The Netduino forums have been replaced by new forums at community.wildernesslabs.co.
This site has been preserved for archival purposes only
and the ability to make new accounts or posts has been turned off.
Network stops working on the hour or one minute after
I've been having a problem where my netduino network app stops working after a variable length of time. Sometimes it runs for a few minutes, sometimes a few hours, but sooner or later the network just stops working.
Oddly, after it happened a few times, I got a hunch that it was always stopping at about 1 minute past each hour.
A bold claim, you may think, and you'll want to see some evidence. And here it is...
My app interfaces to a weather station via a serial port. It has 3 main sections as follows:
A command interpreter which listens on a server socket for client connections and processes commands.
A weather data broadcaster that runs on its own thread, polls the weather station every 20 seconds for current data and sends it out in a UDP broadcast. The broadcast payload contains the weather data serialized as rudimentary XML and contains a UTC timestamp, that is set using DateTime.UtcNow.
A class that uses a timer to flash the on-board LED with different cadences depending on what's going on (e.g. slow flash = idle, fast flash = client is connected).
When the app starts, it performs the follwoing actions:
Waits for the network to become available (Netduino is configured to use DHCP but always gets the same address from the router).
Uses SNTP to get the time from pool.ntp.org and sets the system clock.
Spins up the broadcaster thread and configures it to send broadcasts every 20 seconds.
starts the LED cadence timer and sets the cadence to the 'idle' pattern.

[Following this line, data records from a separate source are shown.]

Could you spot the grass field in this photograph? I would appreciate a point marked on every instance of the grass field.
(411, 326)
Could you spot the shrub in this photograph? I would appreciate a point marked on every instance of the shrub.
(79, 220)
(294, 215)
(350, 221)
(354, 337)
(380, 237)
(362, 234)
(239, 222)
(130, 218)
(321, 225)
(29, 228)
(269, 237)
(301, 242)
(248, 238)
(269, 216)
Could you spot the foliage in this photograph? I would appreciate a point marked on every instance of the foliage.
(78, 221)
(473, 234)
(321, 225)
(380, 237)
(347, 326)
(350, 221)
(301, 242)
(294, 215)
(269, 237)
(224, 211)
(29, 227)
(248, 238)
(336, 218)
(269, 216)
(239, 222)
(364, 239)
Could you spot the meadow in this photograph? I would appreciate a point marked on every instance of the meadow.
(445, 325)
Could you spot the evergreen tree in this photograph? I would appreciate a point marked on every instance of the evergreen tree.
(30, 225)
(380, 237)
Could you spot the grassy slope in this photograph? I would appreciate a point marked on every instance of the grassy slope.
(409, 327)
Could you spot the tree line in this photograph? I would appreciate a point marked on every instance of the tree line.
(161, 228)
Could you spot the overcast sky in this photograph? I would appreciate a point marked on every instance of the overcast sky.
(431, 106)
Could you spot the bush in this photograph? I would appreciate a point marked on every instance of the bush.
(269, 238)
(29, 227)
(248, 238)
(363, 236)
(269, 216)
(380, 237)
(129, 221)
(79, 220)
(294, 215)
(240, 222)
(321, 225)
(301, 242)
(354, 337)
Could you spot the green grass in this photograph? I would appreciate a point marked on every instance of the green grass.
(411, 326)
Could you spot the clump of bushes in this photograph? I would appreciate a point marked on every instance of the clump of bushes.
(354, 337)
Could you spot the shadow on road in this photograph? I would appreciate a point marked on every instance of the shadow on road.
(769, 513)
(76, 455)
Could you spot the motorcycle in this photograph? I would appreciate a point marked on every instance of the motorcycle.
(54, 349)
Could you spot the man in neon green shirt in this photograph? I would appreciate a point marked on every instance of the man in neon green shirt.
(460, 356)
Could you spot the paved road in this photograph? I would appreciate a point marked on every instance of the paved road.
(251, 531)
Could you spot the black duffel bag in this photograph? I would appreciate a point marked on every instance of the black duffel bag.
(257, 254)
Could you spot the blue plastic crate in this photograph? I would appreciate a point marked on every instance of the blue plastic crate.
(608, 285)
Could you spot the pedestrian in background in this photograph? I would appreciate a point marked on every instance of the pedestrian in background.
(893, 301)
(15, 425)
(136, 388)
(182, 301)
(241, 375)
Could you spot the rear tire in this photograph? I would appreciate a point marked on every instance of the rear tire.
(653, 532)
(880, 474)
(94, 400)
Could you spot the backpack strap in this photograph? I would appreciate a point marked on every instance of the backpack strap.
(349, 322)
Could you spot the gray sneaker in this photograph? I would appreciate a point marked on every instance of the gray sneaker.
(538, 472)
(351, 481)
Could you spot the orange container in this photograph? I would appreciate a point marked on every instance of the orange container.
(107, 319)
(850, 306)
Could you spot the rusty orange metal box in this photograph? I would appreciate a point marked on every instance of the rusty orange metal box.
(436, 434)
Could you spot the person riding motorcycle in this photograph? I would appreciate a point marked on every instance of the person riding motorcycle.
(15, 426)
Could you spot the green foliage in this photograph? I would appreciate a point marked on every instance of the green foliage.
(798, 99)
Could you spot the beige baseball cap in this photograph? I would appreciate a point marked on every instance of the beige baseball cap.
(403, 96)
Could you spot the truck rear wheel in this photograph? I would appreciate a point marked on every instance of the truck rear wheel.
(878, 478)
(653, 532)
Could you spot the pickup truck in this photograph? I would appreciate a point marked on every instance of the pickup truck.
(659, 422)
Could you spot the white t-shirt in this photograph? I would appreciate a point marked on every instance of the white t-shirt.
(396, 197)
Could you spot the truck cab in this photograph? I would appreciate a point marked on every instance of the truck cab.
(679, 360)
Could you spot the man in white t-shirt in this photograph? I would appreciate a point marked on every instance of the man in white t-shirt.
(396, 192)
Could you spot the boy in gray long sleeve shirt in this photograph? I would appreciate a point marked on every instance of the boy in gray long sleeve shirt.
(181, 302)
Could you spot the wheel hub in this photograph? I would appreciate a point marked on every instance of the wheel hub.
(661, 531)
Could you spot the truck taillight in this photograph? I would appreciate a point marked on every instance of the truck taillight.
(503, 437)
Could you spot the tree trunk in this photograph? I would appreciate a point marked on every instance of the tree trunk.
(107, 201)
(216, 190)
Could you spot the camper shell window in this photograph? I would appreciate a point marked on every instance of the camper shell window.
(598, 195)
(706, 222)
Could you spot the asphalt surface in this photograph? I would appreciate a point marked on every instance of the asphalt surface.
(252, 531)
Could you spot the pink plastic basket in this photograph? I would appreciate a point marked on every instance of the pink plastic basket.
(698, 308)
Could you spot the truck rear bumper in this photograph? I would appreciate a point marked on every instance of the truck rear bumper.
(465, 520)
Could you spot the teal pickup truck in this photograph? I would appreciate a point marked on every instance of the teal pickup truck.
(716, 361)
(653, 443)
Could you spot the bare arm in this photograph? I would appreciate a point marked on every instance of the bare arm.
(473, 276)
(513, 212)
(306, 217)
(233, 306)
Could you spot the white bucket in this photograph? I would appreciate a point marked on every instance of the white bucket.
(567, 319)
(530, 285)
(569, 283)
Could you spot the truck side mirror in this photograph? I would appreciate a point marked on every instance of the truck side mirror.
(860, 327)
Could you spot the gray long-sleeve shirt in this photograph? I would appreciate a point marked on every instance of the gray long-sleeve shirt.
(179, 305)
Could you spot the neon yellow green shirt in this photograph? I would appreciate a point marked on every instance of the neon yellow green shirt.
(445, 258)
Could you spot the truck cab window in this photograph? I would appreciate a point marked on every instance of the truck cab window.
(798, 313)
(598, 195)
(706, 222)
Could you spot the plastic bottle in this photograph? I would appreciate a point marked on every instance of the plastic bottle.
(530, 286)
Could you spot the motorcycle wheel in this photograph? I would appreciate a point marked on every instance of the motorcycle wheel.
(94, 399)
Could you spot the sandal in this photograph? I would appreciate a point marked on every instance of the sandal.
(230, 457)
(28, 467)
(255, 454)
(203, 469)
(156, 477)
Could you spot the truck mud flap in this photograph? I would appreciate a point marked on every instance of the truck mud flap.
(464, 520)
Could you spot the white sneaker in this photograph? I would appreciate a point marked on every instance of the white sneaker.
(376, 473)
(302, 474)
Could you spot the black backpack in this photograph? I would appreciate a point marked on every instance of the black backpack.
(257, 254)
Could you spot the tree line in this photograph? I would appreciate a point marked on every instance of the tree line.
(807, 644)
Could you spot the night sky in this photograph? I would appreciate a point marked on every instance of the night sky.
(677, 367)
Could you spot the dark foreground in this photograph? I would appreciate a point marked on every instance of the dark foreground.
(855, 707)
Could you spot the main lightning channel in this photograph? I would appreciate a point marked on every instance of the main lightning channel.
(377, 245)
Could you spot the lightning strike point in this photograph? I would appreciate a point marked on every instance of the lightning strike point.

opens a server socket, configures it to listen and calls socket.Accept() to wait for a connection on the assigned port. This is essentially the main application loop, which spends most of its time blocked waiting for a client connection. When a connection is received, the connected socket is handed off to a worker thread to process any and all requests from that client, while the main loop goes around and waits to accept the next connection.
Most of the actual work is done in worker threads or in a timer callback, while the main application loop spends most of its time blocked on socket.Accept().
There is a corresponding PC application that listens for the UDP broadcasts and displays the data, including the timestamp, so I can tell at a glance what time the netduino last successfully sent a broadcast.
Once I had noticed that the problem occurred almost on the hour, I thought I might be jumping to conclusions so I thought I'd better do some more controlled tests. Over a 24-hour period I ran the code several times, noting the time when I pressed the Netduino reset button, the time that the PC received its first data broadcast and the time that the broadcasts stopped. Here are the results:
Start time First broadcast Last broadcast received
(PC time, UTC+1) (UTC) (UTC)
=================================================
21:12:00 n/a22:00:59
00:17:0023:17:2806:00:51
10:57:0009:57:2910:00:50
11:16:0010:16:5114:01:01
21:05:4520:06:1422:00:46
Spooky! These points of data make a beautiful line... Something odd is happening just after each hour change.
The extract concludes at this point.